Dopo aver parlato arriva il momento dei saluti. Io, come al solito tremo al pensiero del bacetto rituale e spero di cavarmela con una semplice stretta di mano, ma la signora mi stupisce.

“Saluta il maestro. Dagli un bell’abbraccio, dai” ordina con tono dolce ma deciso alla figlia.

Io e S. ci guardiamo. Sembriamo due robot, e immagino che da fuori la scena sarà sembrata grottesca. Chiaramente nessuno dei due aveva la minima intenzione di abbracciare l’altro, eppure né io ne lei abbiamo avuto il coraggio di sottrarci a un ordine tanto perentorio. S. mi si avvicina come un automa a braccia aperte, io rimango più o meno impalato. Il contatto è ridotto al minimo indispensabile, un gesto meccanico, inutile ma a quanto pare necessario a placare il desiderio di normalità di un genitore nei confronti della propria figlia. Poi mi si avvicina lei, la mamma, per ‘salutarmi‘. La vedo aprire le braccia e a quel punto non resisto e le allungo la mano.

“Mi dispiace, ma non amo abbracciare le persone” le dico. Mi sento meglio, le do la mano e lei mi sorride.

“Sapesse cosa si perde” risponde. “Gli abbracci possono comunicare tanto, dovrebbe provare, sa, le farebbe bene…”.

Io sono rimasto immobile, sorridendo meccanicamente. Dovrei provare? Pensavo. Comunicano tanto, gli abbracci? Ma a chi? Perché a me davvero non comunicano altro che tensione. E credo che anche alla figlia non facesse poi tanto piacere, visto il modo innaturale, goffo e gelido di effettuare quell’esercizio richiesto per poter sembrare più normale.

Se solo le persone lì fuori, i cari neurotipici ogni tanto si domandassero a vantaggio di chi, spesso, ci richiedono di cambiare, di essere ciò che non siamo, forse staremmo tutti un po’ meglio.

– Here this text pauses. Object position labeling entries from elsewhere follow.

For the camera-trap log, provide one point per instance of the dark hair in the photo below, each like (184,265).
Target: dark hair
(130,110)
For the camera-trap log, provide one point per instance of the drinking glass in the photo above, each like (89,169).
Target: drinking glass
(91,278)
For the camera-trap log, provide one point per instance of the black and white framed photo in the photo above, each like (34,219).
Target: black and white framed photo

Le cose, dipende sempre da dove si guardano. Il punto di vista è fondamentale  per la comprensione della realtà e, soprattutto, non esiste una realtà uguale per tutti. Quello che a te può comunicare calore e piacere, a me può trasmettere ansia e fastidio. Uno stesso gesto, uno stesso istante ma due realtà opposte, due punti di vista altrettanto validi.